«Batman versus Superman: dawn of justice» (el origen de la justicia): furia de titanes

Antes de avanzar con mi review de «Batman vs Superman», pueden leerla sin miedos. No habrá grandes spoilers (me lo pidió especialmente mi gran amigo Zack Snyder quien no quiere que anticipemos mucho de la trama) y si mucha evaluación de la producción en sí, que es de las más esperadas del año…
Lo primero que me pregunté cuando eligieron a Snyder era si iba a tener libertad creativa total para nutrir a esta adaptación del legendario comic de DC y a la luz de los resultados, debo decir que su estilo no logró enraizarse en la propuesta. Lisa y llanamente.
Esperaba un film incendiario, transgresor, original, y lo que ví, luego de 153 minutos de proyección sólo se corresponde con un típico producto mainstream de superhéroes, lejos de las oníricas realizaciones anteriores de su director. Más, cuando se terminó de rodar hace 15 meses y recién ahora llega a salas.
Sí, ustedes dirán… ¿No era lo esperable? Y… Debo poner en mi lista de deseos, que luego de haberle demostrado a la industria que él podía hacer buenos films de este tipo («Man of steel», sin dudas) yo esperaba algo distinto.

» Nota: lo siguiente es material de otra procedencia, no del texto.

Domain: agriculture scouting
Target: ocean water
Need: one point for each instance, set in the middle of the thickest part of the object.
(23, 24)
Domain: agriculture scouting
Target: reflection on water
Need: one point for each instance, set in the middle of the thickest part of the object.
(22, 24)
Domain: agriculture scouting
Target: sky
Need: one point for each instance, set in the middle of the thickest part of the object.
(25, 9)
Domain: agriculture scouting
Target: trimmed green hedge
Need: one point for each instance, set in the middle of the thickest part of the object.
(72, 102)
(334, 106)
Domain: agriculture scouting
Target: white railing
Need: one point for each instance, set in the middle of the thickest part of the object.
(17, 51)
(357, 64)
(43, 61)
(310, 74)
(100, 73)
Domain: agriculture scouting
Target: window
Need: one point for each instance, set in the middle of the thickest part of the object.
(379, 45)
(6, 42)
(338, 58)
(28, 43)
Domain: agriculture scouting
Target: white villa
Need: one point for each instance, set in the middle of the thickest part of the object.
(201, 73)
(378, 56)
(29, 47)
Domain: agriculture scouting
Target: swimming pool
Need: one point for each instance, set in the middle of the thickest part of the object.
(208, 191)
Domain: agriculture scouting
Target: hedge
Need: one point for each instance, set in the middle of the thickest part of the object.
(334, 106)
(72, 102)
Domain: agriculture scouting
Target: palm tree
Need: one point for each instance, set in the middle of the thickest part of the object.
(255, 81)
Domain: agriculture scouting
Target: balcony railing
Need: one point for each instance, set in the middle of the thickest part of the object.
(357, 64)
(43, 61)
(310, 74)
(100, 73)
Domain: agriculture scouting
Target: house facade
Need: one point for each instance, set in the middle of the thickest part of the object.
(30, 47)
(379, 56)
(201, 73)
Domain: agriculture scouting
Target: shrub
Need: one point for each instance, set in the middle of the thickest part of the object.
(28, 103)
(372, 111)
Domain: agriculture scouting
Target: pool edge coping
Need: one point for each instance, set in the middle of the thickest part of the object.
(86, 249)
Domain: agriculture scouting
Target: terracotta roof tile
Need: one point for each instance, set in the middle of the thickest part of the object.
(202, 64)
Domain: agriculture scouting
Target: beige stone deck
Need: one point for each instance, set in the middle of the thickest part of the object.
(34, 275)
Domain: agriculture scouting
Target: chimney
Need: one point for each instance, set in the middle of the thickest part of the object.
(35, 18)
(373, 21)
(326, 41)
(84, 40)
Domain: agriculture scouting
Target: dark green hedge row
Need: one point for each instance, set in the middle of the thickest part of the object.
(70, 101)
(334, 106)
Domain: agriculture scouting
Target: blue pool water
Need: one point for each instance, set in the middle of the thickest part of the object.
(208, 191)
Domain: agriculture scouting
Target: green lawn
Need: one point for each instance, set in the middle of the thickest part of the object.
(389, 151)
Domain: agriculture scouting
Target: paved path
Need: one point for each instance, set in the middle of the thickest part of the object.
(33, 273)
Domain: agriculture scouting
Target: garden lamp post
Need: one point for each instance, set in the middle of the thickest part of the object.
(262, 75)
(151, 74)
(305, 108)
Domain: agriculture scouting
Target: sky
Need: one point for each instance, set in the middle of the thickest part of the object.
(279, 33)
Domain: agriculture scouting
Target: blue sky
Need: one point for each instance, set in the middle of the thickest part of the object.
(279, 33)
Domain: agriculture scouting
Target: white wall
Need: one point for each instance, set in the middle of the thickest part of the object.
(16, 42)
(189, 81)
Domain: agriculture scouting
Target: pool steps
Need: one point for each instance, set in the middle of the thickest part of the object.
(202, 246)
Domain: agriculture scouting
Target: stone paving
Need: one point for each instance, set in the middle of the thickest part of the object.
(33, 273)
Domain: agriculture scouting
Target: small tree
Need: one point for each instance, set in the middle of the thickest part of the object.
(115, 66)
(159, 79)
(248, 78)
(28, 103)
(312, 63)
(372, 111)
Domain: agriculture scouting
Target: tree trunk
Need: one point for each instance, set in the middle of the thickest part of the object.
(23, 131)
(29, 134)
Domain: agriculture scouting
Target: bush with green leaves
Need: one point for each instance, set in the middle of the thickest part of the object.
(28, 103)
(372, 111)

Lamentos al margen, sí le reconozco a Snyder que hace un rodaje prolijo, edita con oficio y le da un tono oscuro a este crucial momento del nacimiento de la Liga de la Justicia (porque de eso hablamos, ya están anunciadas con el mismo director dos cintas para 2017 y 2019).
¿De qué va la historia? La trama arranca tratando de conectar los universos de Superman y Batman. Muy a lo 9/11, presenciamos los hechos que vimos en «El hombre de acero», desde otro ángulo. Bruce Wayne (Ben Affleck), llega a Metrópolis desesperado y observa cómo la ciudad vive el combate contra el general Zod de la peor manera.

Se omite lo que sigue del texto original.